The nephews and nieces appealed because the trial court did not make an express finding of bad faith conduct.  The Court agreed with the nephews and nieces that such a finding was necessary.  It cited the Moakley v. Smallwood decision, which held that the trial court has the inherent authority to impose fees against an attorney for bad faith conduct, but that the sanction must be based on an express finding of bad faith conduct and must be supported by detailed factual findings.  Moakley v. Smallwood, 826 So.2d 221, 226 (Fla. 2002).  The Court found that this requirement had been expanded to situations involving fees against a litigant as well as an attorney, and thus the trial court's failure to make specific findings regarding bad faith conduct as to each party or attorney against sanctions are to be imposed required reversal.

Wednesday, August 5, 2015

Fiel v. Hoffman

Fiel v. Hoffman, 169 So.3d 1274 (Fla. 4th DCA 2015), 2015 WL 4549604

This case involved the effect of the Slayer Statute and undue influence on a murdered decedent's will.  The decedent was murdered by his wife, who also murdered the decedent's mother, to ensure that she and her family would receive the decedent's estate on his death.  The decedent's will provided that if the decedent's mother did not survive him, his estate would go to his wife.  If neither the mother or wife survived him, his estate would go to his wife's daughter by another marriage and her children.

The trial court held that the wife was not entitled to participate in the estate based on F.S. 732.802 (the "Slayer Statute"), and that the statute required the court to treat her as having predeceased her husband, leaving her daughter and her daughter's children, and not the decedent's intestate heirs, as the beneficiaries of the estate. But the trial court also held that the decedent's intestate heirs have a cause of action for undue influence in the execution of the decedent's wills leaving everything to his wife and her family.  Both issues were raised on appeal.

The Court first addressed the Slayer Statute issue.  The decedent's cousins argued that the Slayer Statute should be interpreted to also bar the daughter and her children from inheriting.  The Court found that the Slayer Statute is clear and ambiguous and disinherits only the slayer or anyone who participates in the killing of the decedent from any rights to the victim's estate.  The Court refused to extend the prohibition on inheritance to the heirs of the slayer.

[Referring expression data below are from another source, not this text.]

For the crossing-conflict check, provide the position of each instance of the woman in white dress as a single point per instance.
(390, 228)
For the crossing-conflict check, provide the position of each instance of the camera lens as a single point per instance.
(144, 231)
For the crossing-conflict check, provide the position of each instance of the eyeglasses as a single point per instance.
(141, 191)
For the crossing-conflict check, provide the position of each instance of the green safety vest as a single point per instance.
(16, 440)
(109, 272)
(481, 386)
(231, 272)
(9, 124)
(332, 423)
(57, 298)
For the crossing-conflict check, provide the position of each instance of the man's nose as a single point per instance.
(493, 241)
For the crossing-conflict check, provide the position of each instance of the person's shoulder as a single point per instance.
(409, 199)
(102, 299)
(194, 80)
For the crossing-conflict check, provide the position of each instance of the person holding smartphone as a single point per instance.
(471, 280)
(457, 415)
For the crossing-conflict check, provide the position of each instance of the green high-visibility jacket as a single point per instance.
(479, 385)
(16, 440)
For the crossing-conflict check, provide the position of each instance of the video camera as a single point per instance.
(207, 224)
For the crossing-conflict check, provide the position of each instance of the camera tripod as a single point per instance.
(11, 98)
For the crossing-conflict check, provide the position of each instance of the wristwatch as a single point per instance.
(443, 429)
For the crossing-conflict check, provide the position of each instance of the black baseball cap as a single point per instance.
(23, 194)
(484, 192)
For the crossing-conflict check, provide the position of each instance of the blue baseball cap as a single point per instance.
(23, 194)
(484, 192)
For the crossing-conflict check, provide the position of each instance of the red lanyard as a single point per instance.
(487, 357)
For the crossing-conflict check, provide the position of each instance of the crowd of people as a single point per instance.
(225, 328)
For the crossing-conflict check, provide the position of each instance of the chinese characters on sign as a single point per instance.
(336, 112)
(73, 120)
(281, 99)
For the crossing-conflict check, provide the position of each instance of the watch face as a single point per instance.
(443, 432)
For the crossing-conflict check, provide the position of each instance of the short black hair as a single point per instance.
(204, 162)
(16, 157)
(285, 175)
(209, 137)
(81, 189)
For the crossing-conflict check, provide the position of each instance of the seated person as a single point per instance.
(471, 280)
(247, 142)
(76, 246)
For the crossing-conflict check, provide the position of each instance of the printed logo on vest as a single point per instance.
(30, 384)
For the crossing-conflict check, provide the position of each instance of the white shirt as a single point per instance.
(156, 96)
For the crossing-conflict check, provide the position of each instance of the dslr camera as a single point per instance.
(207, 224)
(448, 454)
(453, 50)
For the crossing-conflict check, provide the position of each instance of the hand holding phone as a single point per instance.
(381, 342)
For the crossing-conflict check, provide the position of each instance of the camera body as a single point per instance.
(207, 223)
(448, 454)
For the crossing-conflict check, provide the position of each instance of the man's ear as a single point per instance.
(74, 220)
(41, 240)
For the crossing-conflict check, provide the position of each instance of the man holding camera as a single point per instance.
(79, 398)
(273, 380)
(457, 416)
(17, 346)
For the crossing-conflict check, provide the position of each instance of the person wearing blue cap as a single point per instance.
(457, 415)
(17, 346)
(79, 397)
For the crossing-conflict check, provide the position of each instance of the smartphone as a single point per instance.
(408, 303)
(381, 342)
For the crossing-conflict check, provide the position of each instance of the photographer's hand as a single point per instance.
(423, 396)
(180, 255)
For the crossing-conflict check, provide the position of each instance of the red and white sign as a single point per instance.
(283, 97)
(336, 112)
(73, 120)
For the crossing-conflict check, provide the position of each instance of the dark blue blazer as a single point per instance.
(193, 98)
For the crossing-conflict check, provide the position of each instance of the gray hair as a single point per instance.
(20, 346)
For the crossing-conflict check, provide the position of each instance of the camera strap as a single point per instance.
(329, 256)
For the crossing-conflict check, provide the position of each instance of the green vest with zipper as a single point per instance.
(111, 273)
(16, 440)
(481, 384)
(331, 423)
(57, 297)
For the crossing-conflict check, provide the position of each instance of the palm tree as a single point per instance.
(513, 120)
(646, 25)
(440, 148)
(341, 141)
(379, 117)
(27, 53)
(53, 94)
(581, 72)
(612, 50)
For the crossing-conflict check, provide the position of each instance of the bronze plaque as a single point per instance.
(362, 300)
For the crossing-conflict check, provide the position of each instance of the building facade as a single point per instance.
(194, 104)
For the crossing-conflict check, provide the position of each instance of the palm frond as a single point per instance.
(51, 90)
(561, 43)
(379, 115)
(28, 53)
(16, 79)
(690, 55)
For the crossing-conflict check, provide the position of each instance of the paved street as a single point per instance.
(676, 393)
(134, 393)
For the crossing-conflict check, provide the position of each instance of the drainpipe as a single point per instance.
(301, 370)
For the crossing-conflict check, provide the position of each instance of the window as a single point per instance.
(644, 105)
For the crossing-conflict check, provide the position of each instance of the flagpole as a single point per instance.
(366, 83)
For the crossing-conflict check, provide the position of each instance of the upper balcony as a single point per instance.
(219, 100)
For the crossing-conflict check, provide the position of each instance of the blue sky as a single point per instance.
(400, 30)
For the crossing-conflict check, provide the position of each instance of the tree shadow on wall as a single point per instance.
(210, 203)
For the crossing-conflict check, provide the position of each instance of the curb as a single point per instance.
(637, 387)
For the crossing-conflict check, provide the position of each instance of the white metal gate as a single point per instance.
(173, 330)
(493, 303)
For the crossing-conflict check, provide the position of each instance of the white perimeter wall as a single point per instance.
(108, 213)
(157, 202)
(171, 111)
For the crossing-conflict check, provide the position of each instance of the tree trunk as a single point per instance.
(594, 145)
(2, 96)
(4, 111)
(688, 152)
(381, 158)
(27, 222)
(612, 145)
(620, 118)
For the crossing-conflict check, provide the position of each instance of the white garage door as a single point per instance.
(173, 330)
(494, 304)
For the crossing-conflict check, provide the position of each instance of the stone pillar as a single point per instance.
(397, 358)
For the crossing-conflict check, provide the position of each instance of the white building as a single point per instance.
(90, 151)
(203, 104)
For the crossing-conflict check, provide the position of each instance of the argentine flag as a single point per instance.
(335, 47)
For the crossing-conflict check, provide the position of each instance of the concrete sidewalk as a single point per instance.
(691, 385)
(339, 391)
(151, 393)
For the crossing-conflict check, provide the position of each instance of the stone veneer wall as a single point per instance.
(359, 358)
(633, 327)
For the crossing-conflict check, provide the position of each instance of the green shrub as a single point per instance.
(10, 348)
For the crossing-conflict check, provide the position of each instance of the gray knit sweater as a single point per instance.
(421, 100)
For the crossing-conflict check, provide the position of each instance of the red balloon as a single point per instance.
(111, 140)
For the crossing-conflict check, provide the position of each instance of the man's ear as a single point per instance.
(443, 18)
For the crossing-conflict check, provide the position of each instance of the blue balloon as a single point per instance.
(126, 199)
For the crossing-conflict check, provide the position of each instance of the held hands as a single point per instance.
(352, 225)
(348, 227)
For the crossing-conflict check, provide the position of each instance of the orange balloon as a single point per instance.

The Court then held that the decedent's intestate heirs were able to state a cause of action for undue influence, even though the "undue influencer" was the wife, and not her family, because they alleged that the entire will was tainted by the wife and the bequests in favor of her family could not be severed from the rest of the will.  The Court cited to the distinction between circumstances where only a portion of the will was procured by undue influence and circumstances where it appeared the entire instrument was the result of undue influence.  It held that the intestate heirs' allegations that the contested wills were entirely tainted and that the wife's actions were undertaken not only to benefit herself but also her family were enough to state a cause of action for undue influence as to the entire will. 


Monday, August 3, 2015

In re Estate of Maldonado

In re Estate of Maldonado, --- So.3d --- (Fla. 5th DCA 2015)

In this case, the former spouse of a decedent appealed an order directing the personal representative to distribute the estate's assets and close the estate.  The decedent and his ex-wife divorced in 1993 in Puerto Rico, but the Puerto Rico order dissolving the marriage did not distribute the spouses' marital assets.  When the decedent died in 2005, his son sought to probate his will in Florida.  At the same time, the ex-wife filed suit in Puerto Rico seeking an award of marital assets.  She ultimately received a judgment for one-half of the marital assets.  

In 2006, the ex-wife filed a motion to intervene in the probate proceedings and an affidavit explaining the Puerto Rico judgment and her claim against the estate.  In 2007, she again filed a renewed motion to intervene and statement of claim.  The decedent's son objected to the claim as untimely, and in 2010 the court entered an order striking the 2007 claim.  The personal representative then sought to close the estate and the ex-wife's counsel made no objection to the personal representative's request that the estate be distributed.  The court directed the personal representative to distribute the assets and close the estate.

The ex-wife then sought to appeal the closing of the estate, claiming that her 2006 claim was still pending.  The Court held that this argument was not preserved on appeal because she did not object to the personal representative's request  to distribute the assets and close the estate.  She also argued that the court reversibly erred in striking her 2007 statement of claim.  The Court rejected this argument, because she did not appeal the 2010 order striking her claim in a timely matter.